The company was founded in 2018 with the idea of using 3D printing to create sustainable furniture, with the belief that large-format 3D printing could offer the means of production they needed. However, not finding the right solutions with the technology that was commercially available at the time, the company went its own way. “Originally when the company was started we were building our own 3D printers,” Raub explained. “I think we did an admirable job of doing it, but it wasn’t scalable. Fortunately, there were companies out there like Titan Robotics, now 3D Systems, who offered us a product that I think was better than what we had. That allowed us to deliver on the vision that we have.”

That partnership with 3D Systems allowed the company to focus on product rather than process, and they’re on the cusp of scaling to full production now, thanks to advances in technology. “I think there’s tremendous progress that has happened in the last ten or twenty years in terms of hardware, software and materials, and I think that’s what’s bringing it together,” said Rahul Kasat, VP at 3D Systems. “And then of course we need people like Phillip. He was one of my first customers using Titan printers in the furniture application. If you had said that ten years ago, people would have said, ‘There’s no freaking way you’re going to make 3D-printed chairs.’

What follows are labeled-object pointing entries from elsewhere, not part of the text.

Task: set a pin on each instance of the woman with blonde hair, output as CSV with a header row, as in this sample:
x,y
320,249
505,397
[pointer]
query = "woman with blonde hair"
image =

“We’re seeing the next phase of 3D printing, which is really getting into production, and it could be a thousand individual parts, or it could be one part made a thousand times,” he added. “I think we’re now starting to break those boundaries for 3D printing.”

Those technological advances have now positioned Model No. to deliver its sustainable furniture offerings at scale. “One of the materials we use today that’s a biodegradable material is cellu-acetate,” said Raub. “In printing with that, when you look at the prints and how clean they come off, it almost looks like it’s injection molded.”

Everything Model No. produces is made to order and printed on demand. That allows the company to hold no inventory, further reducing its environmental footprint. Overall, Model No. says its operating model reduces waste by 90% and cuts carbon emissions by 50% over standard methods. Their eventual goal is to achieve the complete elimination of waste from the production process.

“Additive manufacturing just about eliminates the waste of other manufacturing processes,” said Cory Bonnet, a Pittsburgh-based artist and LEED AP-certified sustainability expert. “The idea of not just minimizing waste but getting to zero waste, that’s the way go. They’re using renewable energy to power their facilities. I think that’s becoming way more common as people have focused on long-run cost savings in reduced energy costs.”

There’s still work to do to get to zero waste, however, with both the products and customer tastes. “From a consumer perspective, I think doing something that’s 100% 3D printed, it takes time,” said Raub. “You have to kind of build that familiarity. We do add some wood elements and some upholstered pieces to soften them up. We use all salvaged or reclaimed wood, but when we do, we take the sawdust and we can actually mix that back into the polymers and then it creates kind of a wood print. This whole idea of this kind of regenerative or recycled thought process is in everything that we do.”

Meanwhile, it’s not lost on Model No. that people must find their offerings attractive. “Ultimately, it doesn’t matter how cool the process and the manufacturing [are],” Raub said. “You ultimately have to have a well-designed product that people desire and want.”

For Bonnet, they’ve accomplished that. “They’re beautiful. I’m thinking how cool it would be to do large 3D-printed sculptures straight from a design. It adds a layer of marketability–you can do large-scale dynamic shapes you couldn’t do otherwise.”